Chalk pisé: a type of adobe; chalk mixed with water, set in a mortar of chalk and sand and forced between boards, which are removed as it hardens. The illustration, from a 1919 book by Clough Williams-Ellis, shows how the blocks were made.
Jessica Mary Albery (1908-1990), who was among the first of her generation of women to qualify as an architect, used pisé in 1932 to construct workers’ cottages for Hugh’s Settlement, a social experiment near Andover, Hants, whose aim was to build a community of “industrious and contented people”.
The Register, a census conducted in England & Wales at the beginning of Oct 1939, lists Jessica as a chartered architect and volunteer ambulance driver for the London Auxiliary Ambulance Service, living at Thurloe Court, Fulham Road with her sister-in-law Mary Isaac (1909-1993), a junior retail executive and ambulance attendant. (Aside: Mary’s brother John, a Pilot Officer in the RAF’s 600 Sqdn became one of the 1st casualties of war when his Bristol Blenheim crashed in Hendon, N. London, a mere 110mins after war with Germany was declared.)
I think Mary’s children were probably evacuated to Dartford, Kent to stay w/ her husband’s parents Irving (Cons MP for Gravesend) and Jill Albery at their beautiful 18thC manor house.

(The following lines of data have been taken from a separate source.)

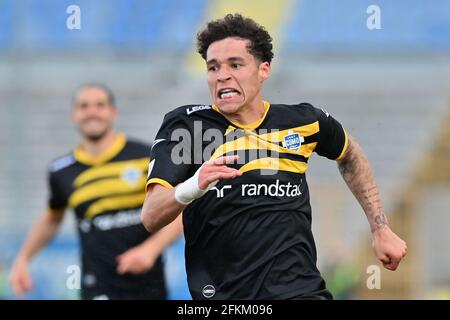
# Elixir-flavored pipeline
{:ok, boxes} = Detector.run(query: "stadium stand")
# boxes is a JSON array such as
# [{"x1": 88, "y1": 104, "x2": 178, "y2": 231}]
[{"x1": 0, "y1": 0, "x2": 449, "y2": 299}]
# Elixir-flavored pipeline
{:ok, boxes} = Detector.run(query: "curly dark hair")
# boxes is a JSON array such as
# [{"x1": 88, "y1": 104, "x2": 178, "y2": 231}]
[{"x1": 196, "y1": 13, "x2": 274, "y2": 64}]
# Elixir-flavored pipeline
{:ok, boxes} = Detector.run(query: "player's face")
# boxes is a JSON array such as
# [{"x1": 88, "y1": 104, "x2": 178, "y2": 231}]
[
  {"x1": 71, "y1": 87, "x2": 117, "y2": 141},
  {"x1": 206, "y1": 37, "x2": 270, "y2": 115}
]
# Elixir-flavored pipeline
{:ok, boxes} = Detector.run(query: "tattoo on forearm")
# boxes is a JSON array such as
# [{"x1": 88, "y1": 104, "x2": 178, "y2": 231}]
[
  {"x1": 374, "y1": 214, "x2": 388, "y2": 228},
  {"x1": 337, "y1": 136, "x2": 388, "y2": 232}
]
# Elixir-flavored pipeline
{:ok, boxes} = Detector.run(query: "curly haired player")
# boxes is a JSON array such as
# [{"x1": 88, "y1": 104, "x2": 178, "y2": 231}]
[{"x1": 141, "y1": 14, "x2": 406, "y2": 300}]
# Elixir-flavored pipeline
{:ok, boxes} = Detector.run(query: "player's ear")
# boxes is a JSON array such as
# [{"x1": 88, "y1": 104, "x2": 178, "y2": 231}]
[{"x1": 259, "y1": 61, "x2": 270, "y2": 82}]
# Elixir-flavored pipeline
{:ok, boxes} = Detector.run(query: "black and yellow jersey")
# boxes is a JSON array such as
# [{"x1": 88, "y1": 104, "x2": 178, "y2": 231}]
[
  {"x1": 48, "y1": 133, "x2": 166, "y2": 299},
  {"x1": 147, "y1": 102, "x2": 347, "y2": 300}
]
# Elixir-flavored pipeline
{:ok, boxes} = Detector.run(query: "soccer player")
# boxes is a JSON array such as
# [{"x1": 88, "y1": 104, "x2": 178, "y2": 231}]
[
  {"x1": 141, "y1": 14, "x2": 407, "y2": 300},
  {"x1": 10, "y1": 84, "x2": 182, "y2": 300}
]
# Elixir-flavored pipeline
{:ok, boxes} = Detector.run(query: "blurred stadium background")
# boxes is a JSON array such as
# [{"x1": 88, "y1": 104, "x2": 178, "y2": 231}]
[{"x1": 0, "y1": 0, "x2": 449, "y2": 299}]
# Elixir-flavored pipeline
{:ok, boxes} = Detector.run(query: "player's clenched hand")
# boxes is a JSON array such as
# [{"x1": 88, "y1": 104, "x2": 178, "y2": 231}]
[
  {"x1": 174, "y1": 155, "x2": 242, "y2": 205},
  {"x1": 198, "y1": 155, "x2": 242, "y2": 190},
  {"x1": 372, "y1": 226, "x2": 407, "y2": 271},
  {"x1": 9, "y1": 259, "x2": 33, "y2": 296},
  {"x1": 116, "y1": 245, "x2": 157, "y2": 275}
]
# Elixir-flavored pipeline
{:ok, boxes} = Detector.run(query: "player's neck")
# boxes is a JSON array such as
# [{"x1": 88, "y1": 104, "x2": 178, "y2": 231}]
[
  {"x1": 80, "y1": 130, "x2": 118, "y2": 157},
  {"x1": 228, "y1": 97, "x2": 266, "y2": 127}
]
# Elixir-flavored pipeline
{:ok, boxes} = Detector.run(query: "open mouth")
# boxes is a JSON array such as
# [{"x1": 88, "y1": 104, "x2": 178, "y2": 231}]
[{"x1": 217, "y1": 88, "x2": 241, "y2": 100}]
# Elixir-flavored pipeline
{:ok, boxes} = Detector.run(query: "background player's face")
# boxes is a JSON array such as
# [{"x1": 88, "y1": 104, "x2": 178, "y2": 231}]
[
  {"x1": 206, "y1": 37, "x2": 270, "y2": 115},
  {"x1": 71, "y1": 87, "x2": 117, "y2": 141}
]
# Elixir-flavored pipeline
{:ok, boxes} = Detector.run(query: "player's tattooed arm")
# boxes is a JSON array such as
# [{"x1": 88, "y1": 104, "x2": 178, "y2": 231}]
[
  {"x1": 336, "y1": 135, "x2": 388, "y2": 232},
  {"x1": 337, "y1": 134, "x2": 407, "y2": 270}
]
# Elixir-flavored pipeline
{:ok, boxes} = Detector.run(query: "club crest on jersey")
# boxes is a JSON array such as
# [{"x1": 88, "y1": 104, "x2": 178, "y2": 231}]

Mary must have had a heart-stopping moment when she learned the building had been badly damaged by a bomb on 20 Apr 1941. Fortunately, the family was away and there were no casualties.
After the ‘first Blitz’ ended in May 1941 the crews grew bored and restless but the danger remained, from unexploded bombs and sporadic air raids. We don’t know for how long Jessica and Mary worked as volunteers for the LAAS. From mid 1942 no one was allowed to leave on any grounds apart from sickness or discipline (my diarist June S. was one of the few who managed to wangle an exit).
Jessica probably left in or before 1944. In April of that year she was working on Max Lock’s Middlesbrough Survey, an astonishingly forward-thinking planning project to address health outcomes through housing policy developed in part by talking directly to the people affected. It embodied the hope for a new way of living after the trauma of war.